To Wonder Like a Child

In my writing group, we use prompts to inspire our weekly essays. Last week we were each to choose and open a book to a specific page and line to use as our first sentence. I had to go through a number of books before I found a sentence that resonated. Here’s what I landed on:

“As artists, we seek to restore our childlike perception: a more innocent state of wonder and appreciation not tethered to utility or survival.” (From The Creative Act: A Way of Being by Rick Rubin)

The spirit of this sentence reminded me of my early 20s when I studied in Kentucky with a sculptor and profound teacher, Mike Skop. Back then, Mike’s teaching awakened a lot of wonder. I am doing my best to remember and reclaim this way of being in the world.

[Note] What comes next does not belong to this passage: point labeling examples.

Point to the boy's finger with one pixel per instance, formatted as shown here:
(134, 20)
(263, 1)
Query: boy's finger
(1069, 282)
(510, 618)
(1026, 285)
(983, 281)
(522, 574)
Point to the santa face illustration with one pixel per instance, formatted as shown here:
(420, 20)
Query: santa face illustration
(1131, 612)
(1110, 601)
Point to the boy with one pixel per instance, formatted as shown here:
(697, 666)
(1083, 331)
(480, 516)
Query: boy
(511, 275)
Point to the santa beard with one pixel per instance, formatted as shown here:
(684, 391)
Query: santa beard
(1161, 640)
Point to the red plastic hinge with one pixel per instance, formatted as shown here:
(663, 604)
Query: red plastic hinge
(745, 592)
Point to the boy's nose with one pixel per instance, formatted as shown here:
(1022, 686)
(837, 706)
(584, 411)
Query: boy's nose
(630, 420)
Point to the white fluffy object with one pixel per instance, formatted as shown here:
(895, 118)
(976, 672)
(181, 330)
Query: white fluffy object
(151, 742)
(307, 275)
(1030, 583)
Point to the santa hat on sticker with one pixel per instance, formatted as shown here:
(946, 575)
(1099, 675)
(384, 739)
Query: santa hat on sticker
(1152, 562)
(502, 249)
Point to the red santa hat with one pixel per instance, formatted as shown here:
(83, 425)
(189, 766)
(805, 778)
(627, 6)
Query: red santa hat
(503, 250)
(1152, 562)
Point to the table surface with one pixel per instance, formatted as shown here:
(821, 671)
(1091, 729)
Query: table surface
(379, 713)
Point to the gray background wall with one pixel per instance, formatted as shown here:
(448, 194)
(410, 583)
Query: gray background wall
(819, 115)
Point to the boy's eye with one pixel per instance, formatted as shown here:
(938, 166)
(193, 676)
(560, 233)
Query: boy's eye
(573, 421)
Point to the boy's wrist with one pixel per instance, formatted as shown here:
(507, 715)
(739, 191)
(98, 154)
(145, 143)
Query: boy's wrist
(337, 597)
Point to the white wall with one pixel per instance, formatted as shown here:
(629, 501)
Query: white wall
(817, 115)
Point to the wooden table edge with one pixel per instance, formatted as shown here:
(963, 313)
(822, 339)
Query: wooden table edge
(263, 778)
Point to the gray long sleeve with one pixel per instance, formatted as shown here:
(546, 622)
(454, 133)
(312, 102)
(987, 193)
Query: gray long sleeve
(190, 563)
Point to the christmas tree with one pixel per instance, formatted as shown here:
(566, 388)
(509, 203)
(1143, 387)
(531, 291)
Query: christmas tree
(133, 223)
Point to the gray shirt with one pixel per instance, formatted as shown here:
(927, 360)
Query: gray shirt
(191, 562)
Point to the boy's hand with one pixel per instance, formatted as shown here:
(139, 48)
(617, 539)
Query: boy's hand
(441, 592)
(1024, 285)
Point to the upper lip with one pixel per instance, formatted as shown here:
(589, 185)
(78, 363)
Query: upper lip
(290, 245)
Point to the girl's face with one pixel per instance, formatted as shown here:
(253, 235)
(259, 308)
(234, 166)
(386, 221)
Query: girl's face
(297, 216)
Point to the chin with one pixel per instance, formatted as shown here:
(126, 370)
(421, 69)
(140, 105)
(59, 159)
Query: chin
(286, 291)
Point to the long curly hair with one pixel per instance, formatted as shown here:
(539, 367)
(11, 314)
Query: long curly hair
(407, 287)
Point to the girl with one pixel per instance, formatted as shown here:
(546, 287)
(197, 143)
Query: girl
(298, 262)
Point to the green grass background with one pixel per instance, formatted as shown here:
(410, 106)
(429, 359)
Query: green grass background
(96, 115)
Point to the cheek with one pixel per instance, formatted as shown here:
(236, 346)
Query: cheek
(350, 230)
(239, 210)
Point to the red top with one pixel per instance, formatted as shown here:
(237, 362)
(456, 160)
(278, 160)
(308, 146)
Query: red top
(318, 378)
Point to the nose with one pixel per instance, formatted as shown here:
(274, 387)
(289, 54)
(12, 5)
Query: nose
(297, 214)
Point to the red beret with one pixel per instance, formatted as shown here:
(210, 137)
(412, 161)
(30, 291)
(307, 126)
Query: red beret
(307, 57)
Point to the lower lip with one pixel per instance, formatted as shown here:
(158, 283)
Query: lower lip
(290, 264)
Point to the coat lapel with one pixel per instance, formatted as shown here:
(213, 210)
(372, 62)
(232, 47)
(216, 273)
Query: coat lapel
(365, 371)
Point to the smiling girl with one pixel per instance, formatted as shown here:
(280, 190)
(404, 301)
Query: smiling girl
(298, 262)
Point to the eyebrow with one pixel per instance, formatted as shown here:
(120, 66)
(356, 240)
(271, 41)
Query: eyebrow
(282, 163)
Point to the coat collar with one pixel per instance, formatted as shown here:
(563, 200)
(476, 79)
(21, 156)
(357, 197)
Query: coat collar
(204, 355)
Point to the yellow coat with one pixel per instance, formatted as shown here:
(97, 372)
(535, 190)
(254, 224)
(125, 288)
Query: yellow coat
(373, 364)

For almost 30 years I was focused on day-to-day survival with my shoulder to the grindstone. My life was punctuated by traumas including living with my husband’s addiction and finally, suicide. No surprise: ‘wonder’ sometimes eluded me. I lived in a cloud of to-do lists around my job and raising my daughter. While I remained appreciative of the magnificence of life, a sense of ‘wonder’ was often obscured. That has changed this past year.

Recently, on flights to and from Los Angeles where I went to visit my daughter, I kept the window shade up so I could look out. I always thrill at the NYC skyline and as we lift up higher and higher, I love to watch the world through the clouds. Like a little kid, I crane my neck, nose pressed against the window, trying to see more. It’s a marvel, being above the world, watching the landscape of this country change with the hours and miles. The endless wooded stretches of Pennsylvania, and a checkerboard of farmland is Indiana. At some point over Kansas the light was hitting what might have been a string of ponds or small lakes that from my angle in the plane, looked like an abstract painting, splotches in grays and yellows. 

When I visited my daughter last year, I passed directly over the Grand Canyon. It was all I could do not to squeal with delight. This trip, while the flight map indicated that we were flying over Flagstaff, I saw only smaller cuts in the earth, not the very grand Grand Canyon. Still, the landscape was magnificent and exotic – buttes and red earth, snowcapped mountain ranges, houses in the middle of nowhere. I remember last year that the hills around Los Angeles were golden and dry. (I was there shortly before the disastrous fires.) This year, thanks to the late autumn rains, these same hills are green.

I kept comparing my view from the window to the video-map in front of me, trying to figure out what towns we were flying over. I imagined what we looked like from the ground. And I thought about the lives below me. Did any of them notice us? Sometimes, I look up from my yard or a parking lot and think about the people on the planes I see overhead. I look around the plane cabin and see that no one else has their shade open. Is nobody interested in looking at this remarkable landscape? Is anyone else marveling at the distance, the space, the phenomena of being so high up here? I understand. While remarkable, the idea of being in this massive piece of metal so far from the earth is also bloody terrifying. Sometimes I scare myself thinking about it and will choose sleep, reading or a movie. But not these last trips across this country. There is. so much darkness when I think about what’s happening – I like to be reminded of the sheer physical beauty of this place.

Safely on earth, on a cold winter morning, I see the waning moon fading in the dawn light. I think of the vast distance between us – the moon and earth – and yet, how close we are. For a few minutes, I think about our planet spinning through space, how incredible the universe is – in spite of us. I feel that wonder. Like a child. Who would have thought this gets easier with age? 

4 thoughts on “To Wonder Like a Child”

  1. Hi Tricia! Such a lovely reflection! I, too, think about the people in planes overhead and picture the interior of the cabin, all those heads bent to books or intent on the screens in front of them. And on these divine snowy nights, I look out my bathroom window and marvel at the blue tint of the snow and the ink-black shadows of the trees. Always I hope to spot a visiting deer or coyote. It is too easy to get caught up in day to day activities and anger and worry over our country and world events.

  2. Love this, Tricia. I agree, it does get easier with age to feel the wonder of the world. I too always fly with the shade up, always reserving a window seat so I can do so.